Comme annoncé par la Première ministre mardi 11 octobre, le ministère de la transition énergétique a lancé la réquisition des personnels indispensables au fonctionnement du dépôt de carburants de la raffinerie ExxonMobil de Port-Jérome (Gravenchon) en Seine-Maritime.
La réquisition ne concerne pas les opérations de la raffinerie et donc la production de carburant. Les grévistes du dépôt de Flandres de TotalEnergies, près de Dunkerque, seront les prochains, a confirmé le porte-parole du gouvernement, Olivier Véran.
"Galère"
Les salariés indispensables devraient donc se voir contraints de venir rouvrir les vannes afin que des camions puissent se charger, sous peine de sanctions pénales, comme lors du précédent de 2010, quand les gendarmes avaient débloqué l'accès d'une raffinerie pour que des salariés réquisitionnés puissent relancer le site.
Six des sept raffineries de France sont en grève ce mercredi : les quatre de TotalEnergies et les deux d'Esso-ExxonMobil ; seule celle de Lavéra (groupe Petroineos) n'est pas bloquée. S'y ajoute le dépôt de Flandres.
Malgré la menace des réquisitions, que les syndicats entendent contester en référé, les grévistes des deux groupes pétroliers ont voté sur plusieurs sites mercredi, au moment des changements de quarts, pour reconduire leur mouvement, notamment à Donges en Loire-Atlantique (TotalEnergies), et à Gravenchon (Esso), seul centre visé par les réquisitions pour l'instant.
Et FO, quatrième syndicat parmi les salariés du raffinage chez TotalEnergies, a rejoint mercredi la grève. De quoi prolonger les pénuries, malgré la promesse d'amélioration du gouvernement depuis la fin de semaine dernière, et réitérée mercredi.

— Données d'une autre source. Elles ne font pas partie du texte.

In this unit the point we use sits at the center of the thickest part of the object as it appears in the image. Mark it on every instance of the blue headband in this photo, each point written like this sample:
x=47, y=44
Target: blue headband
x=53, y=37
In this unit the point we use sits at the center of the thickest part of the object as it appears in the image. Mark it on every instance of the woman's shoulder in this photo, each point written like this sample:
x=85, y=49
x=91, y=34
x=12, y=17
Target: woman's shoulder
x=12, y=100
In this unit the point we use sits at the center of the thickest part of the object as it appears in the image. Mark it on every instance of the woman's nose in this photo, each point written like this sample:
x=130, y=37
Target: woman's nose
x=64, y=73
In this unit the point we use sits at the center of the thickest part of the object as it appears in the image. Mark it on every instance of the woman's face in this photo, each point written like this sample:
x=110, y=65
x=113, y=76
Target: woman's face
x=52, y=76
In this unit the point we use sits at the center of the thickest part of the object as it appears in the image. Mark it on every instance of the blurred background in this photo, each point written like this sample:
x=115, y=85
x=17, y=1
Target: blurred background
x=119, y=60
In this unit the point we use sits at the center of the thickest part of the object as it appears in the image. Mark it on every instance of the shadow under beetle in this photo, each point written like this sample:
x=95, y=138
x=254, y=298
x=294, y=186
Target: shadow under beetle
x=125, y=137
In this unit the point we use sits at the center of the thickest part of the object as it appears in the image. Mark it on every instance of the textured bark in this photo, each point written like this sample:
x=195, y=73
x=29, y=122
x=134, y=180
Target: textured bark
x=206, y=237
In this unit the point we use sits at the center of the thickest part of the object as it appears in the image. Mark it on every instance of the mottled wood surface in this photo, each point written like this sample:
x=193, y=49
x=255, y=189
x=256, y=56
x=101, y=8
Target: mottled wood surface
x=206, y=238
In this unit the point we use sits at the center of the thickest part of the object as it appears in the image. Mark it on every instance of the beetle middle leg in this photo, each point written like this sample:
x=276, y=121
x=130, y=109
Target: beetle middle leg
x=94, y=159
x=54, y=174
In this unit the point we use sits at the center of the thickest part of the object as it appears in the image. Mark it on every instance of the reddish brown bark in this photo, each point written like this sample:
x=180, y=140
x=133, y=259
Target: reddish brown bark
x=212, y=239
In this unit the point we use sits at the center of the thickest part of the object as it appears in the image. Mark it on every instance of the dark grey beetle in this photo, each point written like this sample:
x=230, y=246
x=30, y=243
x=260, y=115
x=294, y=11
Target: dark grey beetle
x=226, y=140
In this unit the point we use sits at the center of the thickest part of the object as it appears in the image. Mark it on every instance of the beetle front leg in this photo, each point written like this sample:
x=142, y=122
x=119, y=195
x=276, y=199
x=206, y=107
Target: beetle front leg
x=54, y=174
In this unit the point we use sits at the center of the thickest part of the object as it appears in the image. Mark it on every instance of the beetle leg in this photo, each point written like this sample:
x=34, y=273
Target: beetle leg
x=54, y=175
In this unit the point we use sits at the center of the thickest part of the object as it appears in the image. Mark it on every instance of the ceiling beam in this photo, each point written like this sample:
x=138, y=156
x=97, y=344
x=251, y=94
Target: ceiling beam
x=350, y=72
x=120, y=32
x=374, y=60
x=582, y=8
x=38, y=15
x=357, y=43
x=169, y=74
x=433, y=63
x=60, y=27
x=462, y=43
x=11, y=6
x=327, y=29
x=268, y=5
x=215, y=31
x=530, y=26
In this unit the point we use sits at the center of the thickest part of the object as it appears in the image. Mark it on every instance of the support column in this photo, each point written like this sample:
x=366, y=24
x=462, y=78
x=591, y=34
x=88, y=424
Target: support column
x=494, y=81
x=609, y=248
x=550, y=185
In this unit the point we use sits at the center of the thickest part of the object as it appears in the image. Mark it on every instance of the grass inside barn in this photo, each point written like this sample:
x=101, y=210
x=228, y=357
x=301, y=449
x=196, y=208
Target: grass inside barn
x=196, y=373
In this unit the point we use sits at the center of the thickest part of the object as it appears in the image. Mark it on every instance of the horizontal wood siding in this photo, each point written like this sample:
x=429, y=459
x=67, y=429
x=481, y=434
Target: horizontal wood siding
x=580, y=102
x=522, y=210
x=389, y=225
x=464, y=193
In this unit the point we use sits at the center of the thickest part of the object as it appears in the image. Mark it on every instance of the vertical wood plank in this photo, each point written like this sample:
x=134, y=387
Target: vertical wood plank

31,3 % des stations-service manquent de carburant
Mardi à 18 heures, 31,3 % des stations-service manquaient d'un ou plusieurs carburants, selon le ministère. La proportion était pire dans dans les Hauts-de-France (44,8 %) et en Ile-de-France où les pénuries se sont nettement aggravées cette semaine (44 %).
Partout les automobilistes racontent leur "galère" en quête d'essence ou de diesel, désormais à l'aide d'applications qui ne permettent pas toujours de faire le plein : "Ça fait la troisième station-service", désespère Esther Berrebi, assistante de vie à Paris. "Depuis 7 heures du matin, je suis dans la rue."
Au-delà des déplacements de tous les jours, le travail des artisans, ambulanciers, livreurs et autres professionnels est perturbé, au point que le patronat s'est inquiété cette semaine des conséquences sur la vie économique du pays.
La cause du conflit : les salaires. La CGT, qui a lancé la grève le 27 septembre chez TotalEnergies, revendique 10 % d'augmentation pour 2022, contre les 3,5 % obtenus en début d'année, afin de compenser l'inflation et de profiter des bénéfices exceptionnels du groupe.
Critiques politiques
Mais ces négociations n'ont pas commencé chez TotalEnergies. Pour la première fois, la direction a toutefois accepté de recevoir la CGT mercredi ; jusqu'à présent, elle exigeait comme préalable la levée des blocages pour voir le deuxième syndicat du groupe. Mais seulement pour des concertations et échanges, toute vraie négociation devant se faire avec les quatre syndicats représentatifs - ce que la société refuse tant que ses sites sont bloqués. "On va discuter du besoin d'ouvrir très rapidement des négociations", martèle Thierry Defresne, qui représente la CGT à ces discussions.
Chez Esso, un accord a été signé avec deux syndicats majoritaires dont la CFDT, mais pas avec la CGT. La grève continuait dans ses deux raffineries. A Fos-sur-Mer, aucun carburant n'est sorti depuis le 21 septembre.
Chez TotalEnergies, la grève dure depuis le 27 septembre et prend de l'ampleur. Elle concerne la raffinerie de Normandie (Gravenchon), près du Havre, le dépôt de Flandres, près de Dunkerque, la "bio-raffinerie" de La Mède (Bouches-du-Rhône), la raffinerie de Feyzin (Rhône), et celle de Donges.
Face aux files d'attente d'automobilistes exaspérés, interviewés en boucle sur les chaînes d'information, le gouvernement est de plus en plus critiqué par les oppositions. La députée écologiste Sandrine Rousseau a appelé mercredi à "la grève générale", quand Mathilde Panot (LFI) s'est rendue parmi les grévistes d'ExxonMobil à Gravenchon.